Me with Mum. Top picture shows Ma Ward and bottom one Freda Curtis.I have just been bathed in a tin bath on the stoep.
I was baptised at All Saints Huntington on 22 December 1946. This was the church where Mum and Dad had married in 1941. p.38. I still have the copy of "Nimrod" played on that occasion and suitably inscribed. It has remained a favourite piece! Auntie Nellie was my godmother and I think my grandfather was my godfather. This was a Britain in the grip of rationing and a bitter winter. Dad describes keeping me quiet at the Gloucester digs by throwing a ball of wool in the air. page. 39 describes the epic journey by flying boat to Lourenco Marques. They took off from a small Heathrow airport in the Dakota with me balanced precariously on top of a carrycot full of nappies. The flying boat was boarded on the Nile. Dad had very little money at this stage. At 3 months I was the youngest ever passenger on the flying boats. page 42 describes the train journey to Joburg where they returned to the coupe to find me gone and being comforted by the conductor (a Portuguese engineer). This links to a childhood memory of waking at night and finding nobody there. I do not think this ever actually happened!
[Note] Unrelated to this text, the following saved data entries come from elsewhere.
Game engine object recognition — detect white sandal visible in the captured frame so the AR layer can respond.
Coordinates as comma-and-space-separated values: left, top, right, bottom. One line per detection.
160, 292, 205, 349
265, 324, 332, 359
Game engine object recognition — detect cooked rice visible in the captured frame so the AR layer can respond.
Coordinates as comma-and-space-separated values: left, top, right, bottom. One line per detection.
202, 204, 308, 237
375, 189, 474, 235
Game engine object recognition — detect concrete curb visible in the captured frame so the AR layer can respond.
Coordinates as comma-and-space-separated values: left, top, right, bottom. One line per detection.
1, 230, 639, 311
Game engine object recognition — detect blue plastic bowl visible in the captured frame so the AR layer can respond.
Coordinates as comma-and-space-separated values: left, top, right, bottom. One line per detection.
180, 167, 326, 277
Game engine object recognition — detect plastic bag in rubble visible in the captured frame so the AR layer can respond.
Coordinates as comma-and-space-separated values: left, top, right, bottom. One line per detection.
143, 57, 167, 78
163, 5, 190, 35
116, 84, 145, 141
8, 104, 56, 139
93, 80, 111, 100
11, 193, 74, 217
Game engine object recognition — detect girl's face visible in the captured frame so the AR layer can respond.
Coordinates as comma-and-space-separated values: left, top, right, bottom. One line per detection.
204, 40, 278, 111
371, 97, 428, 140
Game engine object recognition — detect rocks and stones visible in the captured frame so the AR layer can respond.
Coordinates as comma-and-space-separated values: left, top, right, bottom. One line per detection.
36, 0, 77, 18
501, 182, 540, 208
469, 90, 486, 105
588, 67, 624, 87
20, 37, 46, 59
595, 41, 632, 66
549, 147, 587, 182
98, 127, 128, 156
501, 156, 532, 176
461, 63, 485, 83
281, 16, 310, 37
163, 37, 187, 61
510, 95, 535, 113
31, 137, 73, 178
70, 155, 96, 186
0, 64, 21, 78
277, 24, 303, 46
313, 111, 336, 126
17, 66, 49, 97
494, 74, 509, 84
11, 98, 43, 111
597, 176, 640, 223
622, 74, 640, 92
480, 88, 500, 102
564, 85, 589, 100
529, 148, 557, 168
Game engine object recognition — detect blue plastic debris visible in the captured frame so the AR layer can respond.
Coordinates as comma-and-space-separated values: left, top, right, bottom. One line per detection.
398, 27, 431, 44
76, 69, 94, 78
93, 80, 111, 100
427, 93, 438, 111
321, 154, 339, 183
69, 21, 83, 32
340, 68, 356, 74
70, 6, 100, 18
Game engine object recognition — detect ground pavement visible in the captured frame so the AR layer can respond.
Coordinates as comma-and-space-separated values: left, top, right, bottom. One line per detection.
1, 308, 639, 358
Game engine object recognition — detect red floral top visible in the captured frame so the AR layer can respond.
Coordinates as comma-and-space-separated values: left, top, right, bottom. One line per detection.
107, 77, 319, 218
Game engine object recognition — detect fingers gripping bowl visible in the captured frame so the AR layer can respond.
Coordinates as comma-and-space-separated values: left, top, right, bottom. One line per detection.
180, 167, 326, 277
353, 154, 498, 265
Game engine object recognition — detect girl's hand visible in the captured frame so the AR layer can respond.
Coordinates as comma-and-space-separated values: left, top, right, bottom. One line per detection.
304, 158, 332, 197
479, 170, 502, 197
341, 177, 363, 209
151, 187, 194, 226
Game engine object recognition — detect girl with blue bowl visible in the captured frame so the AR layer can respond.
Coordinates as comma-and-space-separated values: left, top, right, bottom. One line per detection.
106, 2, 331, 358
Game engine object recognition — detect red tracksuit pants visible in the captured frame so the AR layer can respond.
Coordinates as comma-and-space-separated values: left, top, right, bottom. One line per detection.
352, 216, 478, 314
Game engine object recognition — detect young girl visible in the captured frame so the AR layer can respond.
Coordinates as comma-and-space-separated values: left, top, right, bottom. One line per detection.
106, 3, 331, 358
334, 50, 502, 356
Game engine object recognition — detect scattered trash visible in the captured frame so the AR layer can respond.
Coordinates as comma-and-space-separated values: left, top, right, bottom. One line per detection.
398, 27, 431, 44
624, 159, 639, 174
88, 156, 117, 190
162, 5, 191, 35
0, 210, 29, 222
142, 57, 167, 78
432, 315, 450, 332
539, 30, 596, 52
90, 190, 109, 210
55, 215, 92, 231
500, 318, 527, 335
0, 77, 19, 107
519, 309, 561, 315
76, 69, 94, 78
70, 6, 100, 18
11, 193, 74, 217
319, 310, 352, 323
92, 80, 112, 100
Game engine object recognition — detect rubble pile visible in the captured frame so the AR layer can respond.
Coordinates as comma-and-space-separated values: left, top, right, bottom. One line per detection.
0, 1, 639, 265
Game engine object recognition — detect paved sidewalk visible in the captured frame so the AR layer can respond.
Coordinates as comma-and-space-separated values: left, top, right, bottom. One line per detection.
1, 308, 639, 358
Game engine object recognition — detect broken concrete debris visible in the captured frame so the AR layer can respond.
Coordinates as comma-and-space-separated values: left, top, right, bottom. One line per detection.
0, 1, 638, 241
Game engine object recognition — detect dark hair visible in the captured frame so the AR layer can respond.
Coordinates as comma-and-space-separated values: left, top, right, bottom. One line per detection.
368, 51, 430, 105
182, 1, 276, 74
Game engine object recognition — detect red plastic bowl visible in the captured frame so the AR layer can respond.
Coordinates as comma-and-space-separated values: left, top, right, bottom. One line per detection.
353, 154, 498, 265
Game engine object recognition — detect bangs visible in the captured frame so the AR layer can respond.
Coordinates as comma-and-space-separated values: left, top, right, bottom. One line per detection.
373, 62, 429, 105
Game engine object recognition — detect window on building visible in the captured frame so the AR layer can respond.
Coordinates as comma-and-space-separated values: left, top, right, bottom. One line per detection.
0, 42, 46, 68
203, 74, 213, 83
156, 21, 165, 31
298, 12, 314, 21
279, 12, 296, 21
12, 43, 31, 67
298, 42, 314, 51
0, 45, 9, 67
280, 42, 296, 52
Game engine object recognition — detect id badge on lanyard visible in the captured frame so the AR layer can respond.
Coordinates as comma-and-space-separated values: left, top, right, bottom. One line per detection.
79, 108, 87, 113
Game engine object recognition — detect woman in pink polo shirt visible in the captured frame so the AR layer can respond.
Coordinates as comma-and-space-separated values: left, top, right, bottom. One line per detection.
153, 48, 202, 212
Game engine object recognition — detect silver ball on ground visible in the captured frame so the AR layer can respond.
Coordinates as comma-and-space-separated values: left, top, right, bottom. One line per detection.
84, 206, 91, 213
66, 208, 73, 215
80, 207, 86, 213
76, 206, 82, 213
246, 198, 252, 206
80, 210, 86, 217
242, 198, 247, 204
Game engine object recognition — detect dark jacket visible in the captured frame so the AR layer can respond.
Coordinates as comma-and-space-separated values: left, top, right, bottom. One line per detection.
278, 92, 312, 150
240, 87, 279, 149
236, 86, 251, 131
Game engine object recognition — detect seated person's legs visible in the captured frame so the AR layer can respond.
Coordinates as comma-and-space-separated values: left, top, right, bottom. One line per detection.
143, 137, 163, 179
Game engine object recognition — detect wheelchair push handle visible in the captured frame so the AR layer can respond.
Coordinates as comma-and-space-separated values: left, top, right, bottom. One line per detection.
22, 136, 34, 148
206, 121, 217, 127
Typically having arrived at Ma Ward's in Orange Grove Dad was off to St Mary's cathedral organ! This was the great lure which led him back to a better life in South Africa! Here I am aged 3 months - lots of hair and quite chubby! I already have quite distinctive eyebrows and wide nose. The photo was taken at 46 Stonegate York. Curiously I have visited All Saints Huntingdon on a number of occasions but always found it locked. Ma Ward was quite formidable but she had been very kind to Dad in the war. Freda her daughter was married to Roy Curtis. They had two boys and unfortuantely Brian was bitten by Mrs Curtis's Alsatian (I was never keen on dogs). Later they all moved to Chingola and eventually Gillingham. I went to Freda's funeral in Wallington.